Grimes broke the uneasy silence in the control room. "Write off one probe," he said at last. "Luckily the taxpayer has a deep pocket. Unluckily I'm a taxpayer myself. And so are all of you."

"One would never think so," sneered Brandt.

"Send down the other probe, sir?" asked Brabham sulkily.

"What is its service history?" countered Grimes.

"The same as the one Mr. Tangye just lost."

"It lost itself!" the navigator objected hotly.

Grimes ignored the exchange. He went on, "It has, I suppose, received the same loving attention aboard this ship as its mate?"

Brabham made no reply.

"Then it stays in its bay until such time as it has been subjected to a thorough—and I mean
thorough—
overhaul. Meanwhile, I think that we shall be able to run a fair preliminary survey of this planet if we put the ship into a circumpolar orbit. We might even be able to find out for sure if there are any wars actually in progress at this moment. I must confess that the existence of readily available antiaircraft artillery rather shook me."

"What are you saying in your preliminary report to Base, Commander Grimes?" asked Brandt,

"There's not going to be one," Grimes told him.

"And why not?" demanded the scientist incredulously.

One reason why not,
thought Grimes,
is that I'm not where I'm supposed to be. I'll wait until I have a
fait accompli
before I break radio silence.
He said, "We're far too close to the territorial limits of the Empire of Waverley. If the emperor's monitors pick up a signal from us and learn that there are Earth-type planets in their back yard we shall have an Imperial battle cruiser squadron getting into our hair in less time than it takes to think about it."
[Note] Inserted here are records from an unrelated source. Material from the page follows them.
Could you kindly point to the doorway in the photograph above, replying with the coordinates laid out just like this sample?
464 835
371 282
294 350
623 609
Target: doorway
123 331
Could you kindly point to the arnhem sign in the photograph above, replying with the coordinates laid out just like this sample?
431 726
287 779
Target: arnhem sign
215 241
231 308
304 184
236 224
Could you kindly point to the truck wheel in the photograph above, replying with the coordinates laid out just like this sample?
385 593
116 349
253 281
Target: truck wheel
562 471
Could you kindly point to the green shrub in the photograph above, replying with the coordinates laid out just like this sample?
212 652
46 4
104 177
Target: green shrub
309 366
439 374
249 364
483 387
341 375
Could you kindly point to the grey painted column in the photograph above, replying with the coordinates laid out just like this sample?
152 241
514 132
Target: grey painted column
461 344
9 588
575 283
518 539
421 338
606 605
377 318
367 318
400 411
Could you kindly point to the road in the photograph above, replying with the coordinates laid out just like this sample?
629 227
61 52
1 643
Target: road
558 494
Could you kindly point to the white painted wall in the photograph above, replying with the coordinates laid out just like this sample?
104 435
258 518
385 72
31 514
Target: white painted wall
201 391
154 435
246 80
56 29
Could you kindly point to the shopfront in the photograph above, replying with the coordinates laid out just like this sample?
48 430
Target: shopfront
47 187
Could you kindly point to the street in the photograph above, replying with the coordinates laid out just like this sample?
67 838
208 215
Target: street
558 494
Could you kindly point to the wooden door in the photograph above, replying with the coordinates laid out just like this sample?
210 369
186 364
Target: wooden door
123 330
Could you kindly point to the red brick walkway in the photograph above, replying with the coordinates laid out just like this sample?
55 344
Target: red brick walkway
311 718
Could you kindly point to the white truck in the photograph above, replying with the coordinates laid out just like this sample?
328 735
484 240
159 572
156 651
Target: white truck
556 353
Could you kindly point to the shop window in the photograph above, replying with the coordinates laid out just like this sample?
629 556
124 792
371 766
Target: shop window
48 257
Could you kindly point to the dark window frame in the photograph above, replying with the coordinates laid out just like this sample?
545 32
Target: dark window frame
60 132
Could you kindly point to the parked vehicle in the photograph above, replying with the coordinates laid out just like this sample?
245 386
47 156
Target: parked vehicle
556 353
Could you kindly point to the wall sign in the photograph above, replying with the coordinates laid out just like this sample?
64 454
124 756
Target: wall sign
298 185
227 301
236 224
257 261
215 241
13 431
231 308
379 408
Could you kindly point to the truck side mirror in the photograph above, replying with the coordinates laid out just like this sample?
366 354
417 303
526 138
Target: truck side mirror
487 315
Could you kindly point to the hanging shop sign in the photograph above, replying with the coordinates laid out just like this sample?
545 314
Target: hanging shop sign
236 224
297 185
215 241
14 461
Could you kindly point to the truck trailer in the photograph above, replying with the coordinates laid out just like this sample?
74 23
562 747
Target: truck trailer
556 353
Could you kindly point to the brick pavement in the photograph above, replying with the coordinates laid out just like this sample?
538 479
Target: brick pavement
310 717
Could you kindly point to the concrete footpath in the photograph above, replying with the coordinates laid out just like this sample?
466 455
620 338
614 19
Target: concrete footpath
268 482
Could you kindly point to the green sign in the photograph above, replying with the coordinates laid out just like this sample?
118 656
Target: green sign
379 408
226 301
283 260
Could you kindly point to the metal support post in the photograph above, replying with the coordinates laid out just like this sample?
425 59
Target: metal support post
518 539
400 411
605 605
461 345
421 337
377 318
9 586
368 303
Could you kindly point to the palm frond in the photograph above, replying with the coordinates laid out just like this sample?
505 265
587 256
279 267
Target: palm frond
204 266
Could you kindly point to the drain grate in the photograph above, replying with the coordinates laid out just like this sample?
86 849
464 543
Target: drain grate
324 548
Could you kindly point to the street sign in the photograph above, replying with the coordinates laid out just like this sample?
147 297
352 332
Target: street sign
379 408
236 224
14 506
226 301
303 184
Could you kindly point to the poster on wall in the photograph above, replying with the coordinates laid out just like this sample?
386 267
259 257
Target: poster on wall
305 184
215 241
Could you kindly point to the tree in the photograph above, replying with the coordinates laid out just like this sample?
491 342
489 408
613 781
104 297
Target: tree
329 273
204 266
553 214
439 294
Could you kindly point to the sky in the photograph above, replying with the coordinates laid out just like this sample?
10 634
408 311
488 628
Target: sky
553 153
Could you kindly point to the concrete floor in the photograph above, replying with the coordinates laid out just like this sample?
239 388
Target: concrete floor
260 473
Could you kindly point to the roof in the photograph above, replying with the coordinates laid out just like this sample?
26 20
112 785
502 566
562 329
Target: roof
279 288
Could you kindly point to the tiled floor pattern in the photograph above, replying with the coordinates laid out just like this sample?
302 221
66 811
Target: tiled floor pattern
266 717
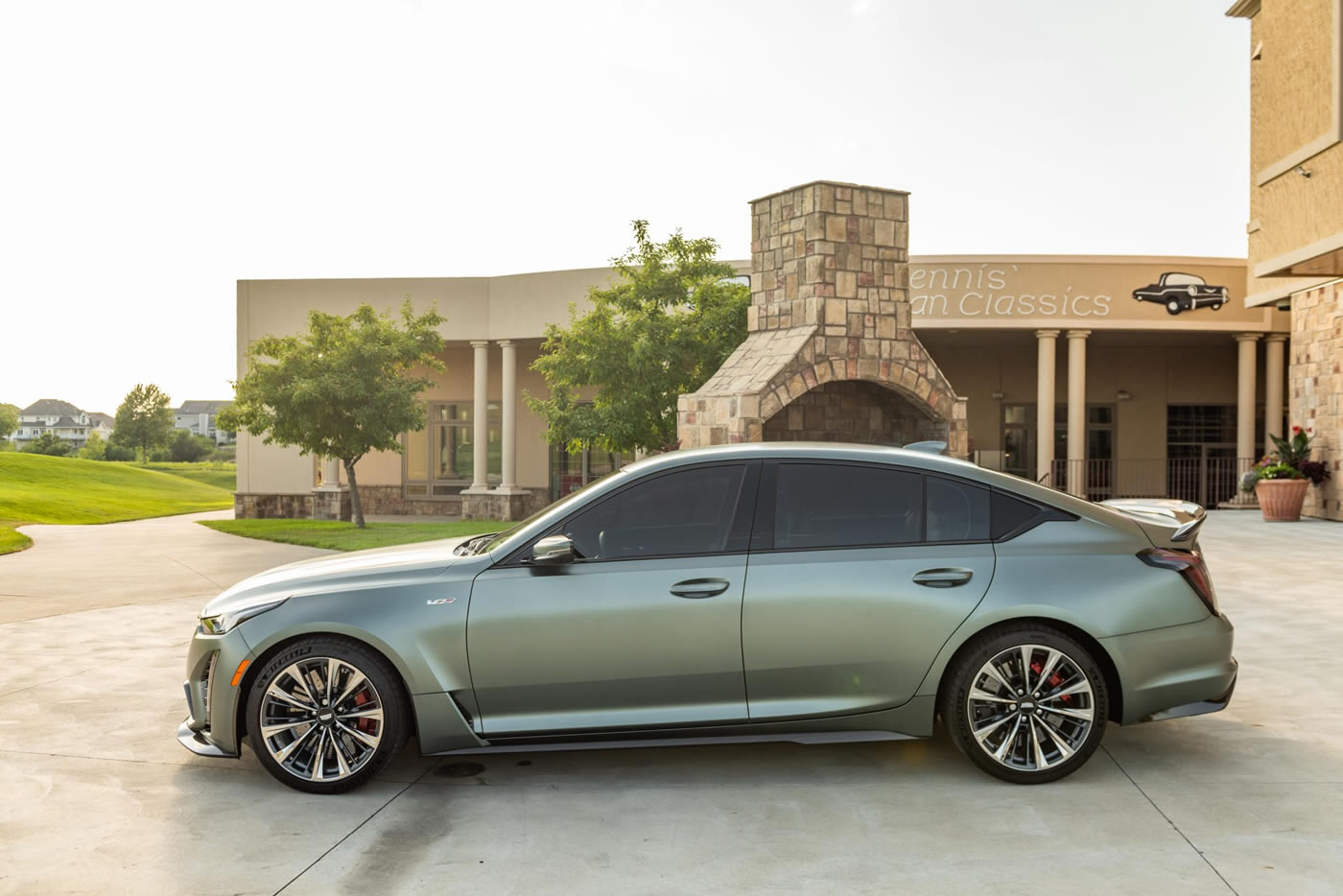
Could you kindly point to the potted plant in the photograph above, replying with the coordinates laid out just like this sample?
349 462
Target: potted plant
1282 479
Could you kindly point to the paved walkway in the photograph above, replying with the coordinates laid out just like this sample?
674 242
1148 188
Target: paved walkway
98 797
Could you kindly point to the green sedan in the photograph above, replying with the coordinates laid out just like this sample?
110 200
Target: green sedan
782 591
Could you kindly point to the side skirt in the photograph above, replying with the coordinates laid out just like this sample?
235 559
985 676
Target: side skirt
801 738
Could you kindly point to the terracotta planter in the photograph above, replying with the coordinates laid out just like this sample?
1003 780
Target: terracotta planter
1280 500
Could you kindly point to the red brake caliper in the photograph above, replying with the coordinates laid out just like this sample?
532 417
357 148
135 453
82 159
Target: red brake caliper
366 725
1054 680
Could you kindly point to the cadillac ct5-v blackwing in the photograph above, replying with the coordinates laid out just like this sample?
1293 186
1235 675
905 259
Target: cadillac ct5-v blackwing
789 591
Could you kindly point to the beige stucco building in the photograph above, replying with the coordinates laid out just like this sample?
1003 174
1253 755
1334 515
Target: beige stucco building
1296 208
1044 365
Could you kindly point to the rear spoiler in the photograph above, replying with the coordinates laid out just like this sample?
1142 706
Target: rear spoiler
1167 522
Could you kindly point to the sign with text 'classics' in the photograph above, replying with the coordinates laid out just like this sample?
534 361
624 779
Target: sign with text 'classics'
1081 293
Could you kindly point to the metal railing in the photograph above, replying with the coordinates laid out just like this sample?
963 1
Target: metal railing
1202 480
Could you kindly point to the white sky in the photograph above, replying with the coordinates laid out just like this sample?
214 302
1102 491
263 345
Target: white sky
156 152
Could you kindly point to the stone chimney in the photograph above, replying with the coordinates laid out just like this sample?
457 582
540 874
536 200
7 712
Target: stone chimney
829 353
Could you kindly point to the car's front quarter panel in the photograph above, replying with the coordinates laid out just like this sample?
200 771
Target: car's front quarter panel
416 621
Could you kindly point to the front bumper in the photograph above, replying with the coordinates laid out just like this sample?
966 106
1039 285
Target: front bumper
210 728
1178 671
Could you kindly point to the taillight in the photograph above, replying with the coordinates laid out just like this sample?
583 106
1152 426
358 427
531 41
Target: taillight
1190 566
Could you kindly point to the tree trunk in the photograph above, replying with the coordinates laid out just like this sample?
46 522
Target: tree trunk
356 509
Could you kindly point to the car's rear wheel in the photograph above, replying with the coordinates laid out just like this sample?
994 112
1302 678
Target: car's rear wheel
325 715
1026 704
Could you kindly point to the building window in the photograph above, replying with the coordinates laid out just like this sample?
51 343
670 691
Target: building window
439 460
571 470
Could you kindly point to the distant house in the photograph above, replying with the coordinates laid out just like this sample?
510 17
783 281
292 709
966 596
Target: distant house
199 416
63 419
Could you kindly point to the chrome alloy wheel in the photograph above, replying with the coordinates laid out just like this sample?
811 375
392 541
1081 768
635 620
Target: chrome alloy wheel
321 719
1030 707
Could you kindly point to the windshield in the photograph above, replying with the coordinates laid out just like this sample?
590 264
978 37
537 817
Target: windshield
1182 279
486 543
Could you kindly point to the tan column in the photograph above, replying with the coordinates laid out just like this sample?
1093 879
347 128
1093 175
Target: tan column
1275 365
1077 412
1245 399
1047 344
507 409
480 416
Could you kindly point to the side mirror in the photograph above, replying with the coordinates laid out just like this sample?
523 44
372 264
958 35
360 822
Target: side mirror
553 550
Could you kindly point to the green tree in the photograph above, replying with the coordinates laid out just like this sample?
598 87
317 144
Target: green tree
144 419
9 419
49 443
94 449
662 328
342 389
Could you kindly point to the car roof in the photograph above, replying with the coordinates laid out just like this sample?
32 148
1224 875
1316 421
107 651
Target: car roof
835 452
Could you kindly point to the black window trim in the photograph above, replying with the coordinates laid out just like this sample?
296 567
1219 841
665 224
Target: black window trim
742 517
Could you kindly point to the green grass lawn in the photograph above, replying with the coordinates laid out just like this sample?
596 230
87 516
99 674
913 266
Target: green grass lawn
218 473
59 489
344 536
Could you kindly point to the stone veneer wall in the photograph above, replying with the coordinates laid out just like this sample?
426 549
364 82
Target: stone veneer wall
850 412
1316 389
272 507
376 500
829 301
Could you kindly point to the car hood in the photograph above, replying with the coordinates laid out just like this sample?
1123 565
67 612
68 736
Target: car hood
378 567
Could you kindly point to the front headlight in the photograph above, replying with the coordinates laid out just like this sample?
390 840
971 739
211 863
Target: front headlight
231 618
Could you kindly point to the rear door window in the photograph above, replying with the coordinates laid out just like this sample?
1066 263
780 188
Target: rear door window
839 506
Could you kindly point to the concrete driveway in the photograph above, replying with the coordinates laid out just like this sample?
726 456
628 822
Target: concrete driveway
98 797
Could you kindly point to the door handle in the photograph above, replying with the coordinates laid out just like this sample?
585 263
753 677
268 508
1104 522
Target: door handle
700 587
943 578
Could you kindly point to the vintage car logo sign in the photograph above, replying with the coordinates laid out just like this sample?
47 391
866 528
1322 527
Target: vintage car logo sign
1182 293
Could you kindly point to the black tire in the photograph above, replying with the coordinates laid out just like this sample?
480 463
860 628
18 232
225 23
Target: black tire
392 728
962 676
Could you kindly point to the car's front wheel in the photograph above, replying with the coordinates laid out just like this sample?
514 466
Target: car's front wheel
1026 704
325 715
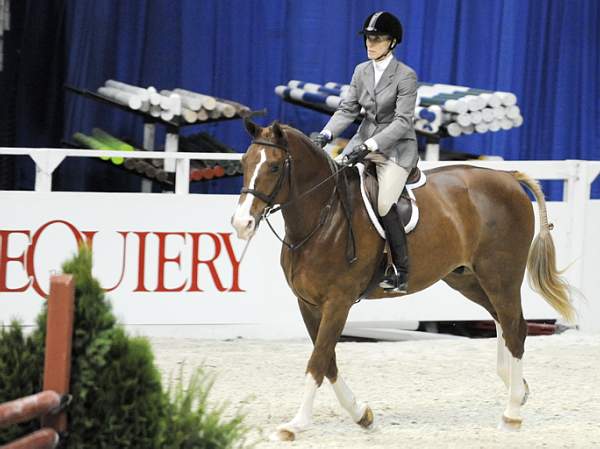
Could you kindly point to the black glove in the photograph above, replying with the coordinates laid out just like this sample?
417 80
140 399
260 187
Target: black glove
357 154
320 139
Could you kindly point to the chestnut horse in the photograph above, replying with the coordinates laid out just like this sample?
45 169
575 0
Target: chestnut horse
475 233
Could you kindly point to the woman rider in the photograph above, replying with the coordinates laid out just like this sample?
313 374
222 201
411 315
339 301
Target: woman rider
387 90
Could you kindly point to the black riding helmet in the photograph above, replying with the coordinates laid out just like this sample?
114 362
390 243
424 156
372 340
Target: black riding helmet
382 23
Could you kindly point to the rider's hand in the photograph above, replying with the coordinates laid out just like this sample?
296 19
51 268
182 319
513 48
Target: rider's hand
320 139
357 154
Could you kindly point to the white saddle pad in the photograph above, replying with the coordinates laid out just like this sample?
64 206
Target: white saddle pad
414 218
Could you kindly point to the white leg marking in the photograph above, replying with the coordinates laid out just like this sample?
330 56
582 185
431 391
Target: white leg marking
303 418
347 399
242 216
502 363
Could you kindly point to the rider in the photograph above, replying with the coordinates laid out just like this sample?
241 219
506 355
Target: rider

"But a coded message—" began Brandt.

"Codes are always being broken. And the message would have to be a long one, which means that it would be easy to get a fix on the source of transmission. There will be no leakage of information insofar as this planet is concerned until we have a cast-iron treaty, signed, sealed, and witnessed, with its ruler or rulers. And, in any case, we still have another world to investigate. Mphm."

He turned to the executive officer. "Commander Brabham, you will organize a working party and take the remaining probe down completely. You will reassemble it only when you are quite satisfied that it will work the way it should." Then it was the navigator's turn. "Mr. Tangye, please calculate the maneuvers required to put us in the circumpolar orbit. Let me know when you've finished doing your sums."

He left the control room, well aware that if the hostile eyes directed at his back were laser projectors he would be a well-cooked corpse.